What is web scrapping?

Web scrapping is the automation of web browser.

Yes, it is that simple, Web scrapping is the automation of web browser, where we write some codes and navigate some pages, click buttons, download reports.

We can use any programming language and some web browsers to do this automation. In this book we will using Excel VBA and Internet explorer.

Further in this book, we will use the term web automation instead of Web scrapping. In VBA web automation is very simple.

What are the certain steps to do web scrapping?

If We think navigating a website manually, we will notice that there are only few operations that We do. Those are below.

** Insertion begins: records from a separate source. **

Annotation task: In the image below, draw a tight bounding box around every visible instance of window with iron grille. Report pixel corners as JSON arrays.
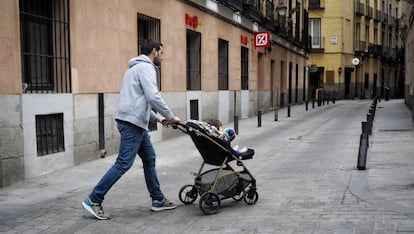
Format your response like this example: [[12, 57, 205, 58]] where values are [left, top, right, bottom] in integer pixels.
[[36, 113, 65, 156], [218, 39, 229, 90], [137, 13, 161, 131], [186, 29, 201, 90], [190, 100, 199, 120], [240, 46, 249, 90], [19, 0, 72, 93]]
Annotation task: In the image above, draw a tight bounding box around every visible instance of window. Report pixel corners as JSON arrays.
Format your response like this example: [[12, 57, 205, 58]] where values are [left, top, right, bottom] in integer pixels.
[[241, 46, 249, 90], [187, 29, 201, 90], [309, 19, 322, 49], [218, 39, 229, 90], [190, 100, 199, 120], [19, 0, 71, 93], [36, 113, 65, 156]]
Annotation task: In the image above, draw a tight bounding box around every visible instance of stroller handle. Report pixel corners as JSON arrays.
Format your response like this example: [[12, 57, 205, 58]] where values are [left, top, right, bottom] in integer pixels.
[[171, 122, 188, 133]]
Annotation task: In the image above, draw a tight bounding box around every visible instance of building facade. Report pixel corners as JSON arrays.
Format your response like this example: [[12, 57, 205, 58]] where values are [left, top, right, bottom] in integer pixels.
[[0, 0, 308, 187], [309, 0, 404, 98], [400, 0, 414, 121]]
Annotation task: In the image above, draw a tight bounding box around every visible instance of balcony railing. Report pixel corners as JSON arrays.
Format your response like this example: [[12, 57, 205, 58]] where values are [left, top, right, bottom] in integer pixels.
[[243, 0, 262, 22], [374, 10, 381, 22], [309, 0, 325, 10], [355, 0, 365, 16], [367, 7, 374, 19], [262, 0, 275, 31], [355, 41, 368, 54], [381, 13, 388, 24], [219, 0, 243, 12], [388, 16, 396, 26], [309, 36, 325, 52], [368, 43, 382, 56]]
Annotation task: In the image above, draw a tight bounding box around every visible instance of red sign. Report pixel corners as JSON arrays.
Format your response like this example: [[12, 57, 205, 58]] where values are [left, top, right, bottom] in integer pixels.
[[240, 35, 249, 45], [254, 32, 270, 47], [185, 13, 201, 29]]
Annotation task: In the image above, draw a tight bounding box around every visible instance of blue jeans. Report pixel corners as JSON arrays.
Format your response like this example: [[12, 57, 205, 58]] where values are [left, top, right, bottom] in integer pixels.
[[89, 120, 164, 203]]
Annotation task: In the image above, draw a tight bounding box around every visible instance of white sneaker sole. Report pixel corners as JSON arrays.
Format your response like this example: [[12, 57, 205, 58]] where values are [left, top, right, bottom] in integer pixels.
[[151, 206, 177, 211], [81, 202, 109, 220]]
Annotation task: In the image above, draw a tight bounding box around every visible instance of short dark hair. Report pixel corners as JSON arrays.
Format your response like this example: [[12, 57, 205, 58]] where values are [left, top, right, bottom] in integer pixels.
[[141, 40, 163, 55]]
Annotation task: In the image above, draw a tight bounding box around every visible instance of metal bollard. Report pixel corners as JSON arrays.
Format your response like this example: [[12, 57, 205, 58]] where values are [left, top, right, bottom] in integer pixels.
[[367, 114, 373, 135], [357, 134, 368, 170], [275, 107, 279, 121], [288, 104, 290, 117], [234, 115, 239, 134]]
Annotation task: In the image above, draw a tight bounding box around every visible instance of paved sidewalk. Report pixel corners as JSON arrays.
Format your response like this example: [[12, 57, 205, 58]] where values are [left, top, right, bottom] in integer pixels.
[[0, 100, 414, 234], [351, 100, 414, 218]]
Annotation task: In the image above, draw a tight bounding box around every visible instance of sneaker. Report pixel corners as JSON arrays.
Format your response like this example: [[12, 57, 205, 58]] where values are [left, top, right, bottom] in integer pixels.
[[151, 198, 177, 211], [82, 198, 109, 220]]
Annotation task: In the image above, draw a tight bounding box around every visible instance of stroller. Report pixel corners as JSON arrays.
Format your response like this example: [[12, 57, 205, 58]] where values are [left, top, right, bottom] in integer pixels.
[[174, 120, 259, 214]]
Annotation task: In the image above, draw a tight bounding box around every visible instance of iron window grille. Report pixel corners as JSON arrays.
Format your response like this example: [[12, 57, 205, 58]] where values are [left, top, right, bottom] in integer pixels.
[[137, 13, 161, 131], [36, 113, 65, 156], [186, 29, 201, 90], [240, 46, 249, 90], [19, 0, 72, 93], [218, 39, 229, 90]]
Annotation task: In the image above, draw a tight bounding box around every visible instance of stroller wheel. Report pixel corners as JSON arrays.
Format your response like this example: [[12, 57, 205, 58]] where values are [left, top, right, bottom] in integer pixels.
[[178, 184, 198, 204], [200, 192, 220, 215], [233, 190, 244, 201], [243, 189, 259, 205]]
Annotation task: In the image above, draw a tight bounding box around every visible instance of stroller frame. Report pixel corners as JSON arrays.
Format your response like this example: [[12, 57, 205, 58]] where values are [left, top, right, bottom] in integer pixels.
[[175, 122, 258, 214]]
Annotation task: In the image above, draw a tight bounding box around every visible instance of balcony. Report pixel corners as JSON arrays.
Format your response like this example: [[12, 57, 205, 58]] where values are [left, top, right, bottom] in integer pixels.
[[309, 0, 325, 10], [218, 0, 243, 12], [355, 0, 365, 16], [355, 41, 369, 55], [381, 13, 388, 24], [262, 0, 275, 31], [388, 16, 396, 27], [243, 0, 262, 22], [374, 10, 381, 22], [308, 36, 325, 53], [368, 44, 382, 57], [366, 7, 374, 19]]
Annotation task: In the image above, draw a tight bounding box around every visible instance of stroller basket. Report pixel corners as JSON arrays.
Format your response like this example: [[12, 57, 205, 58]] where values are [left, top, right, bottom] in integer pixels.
[[195, 168, 252, 198]]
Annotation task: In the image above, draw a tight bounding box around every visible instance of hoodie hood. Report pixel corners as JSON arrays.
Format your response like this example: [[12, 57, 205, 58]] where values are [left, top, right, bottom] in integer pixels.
[[128, 54, 157, 68]]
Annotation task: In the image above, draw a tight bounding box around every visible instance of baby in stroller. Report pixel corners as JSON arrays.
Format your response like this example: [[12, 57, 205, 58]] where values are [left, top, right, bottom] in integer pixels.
[[206, 119, 248, 155]]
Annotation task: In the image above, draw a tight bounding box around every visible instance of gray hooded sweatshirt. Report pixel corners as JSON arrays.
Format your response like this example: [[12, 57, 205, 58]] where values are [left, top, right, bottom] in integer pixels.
[[115, 55, 174, 130]]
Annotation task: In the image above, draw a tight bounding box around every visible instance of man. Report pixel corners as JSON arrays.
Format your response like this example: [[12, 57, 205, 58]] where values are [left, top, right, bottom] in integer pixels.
[[82, 41, 180, 219]]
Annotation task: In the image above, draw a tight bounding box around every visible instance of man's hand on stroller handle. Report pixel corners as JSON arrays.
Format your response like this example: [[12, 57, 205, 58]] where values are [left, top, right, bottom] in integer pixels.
[[159, 116, 180, 127]]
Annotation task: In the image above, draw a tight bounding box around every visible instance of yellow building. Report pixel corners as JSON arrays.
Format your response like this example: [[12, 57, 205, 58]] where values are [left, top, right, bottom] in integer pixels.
[[0, 0, 307, 187], [308, 0, 403, 98]]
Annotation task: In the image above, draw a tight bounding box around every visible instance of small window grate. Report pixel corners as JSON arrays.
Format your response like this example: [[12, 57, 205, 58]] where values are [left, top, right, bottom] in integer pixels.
[[36, 113, 65, 156], [19, 0, 71, 93]]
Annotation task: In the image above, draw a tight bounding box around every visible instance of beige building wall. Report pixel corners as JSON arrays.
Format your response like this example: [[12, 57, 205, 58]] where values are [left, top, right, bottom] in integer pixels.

  1. We navigate a link to open a website.
  2. We click some button to navigate some other pages.
  3. We access some controls like Textboxes, Dropdowns, List Boxes etc.
  4. We click on hyperlinks.
  5. We download some files.
  6. We save the pages and pdf files etc.

There are some functions and procedures that we can use of internet explorer by using VBA to automate all these things. Let see them all by example.

What is DOM?

First, we need to understand the object model of Internet explorer, which is extremely simple.

The Basics

We should have basic knowledge of VBA to understand the code showing in this article. If you haven’t yet read my Quick Guide for VBA, Download it for free from here.

https://www.itchat.in/2018/08/09/vba-tutorial/

As We can see that Application is the parent object of all other object. So first, we need to create object of Internet Explorer Application.

How to create IE Object?

There are two ways to create objects in VBA

  1. Early Binding – For early binding, we will add reference of two libraries in our VBA project.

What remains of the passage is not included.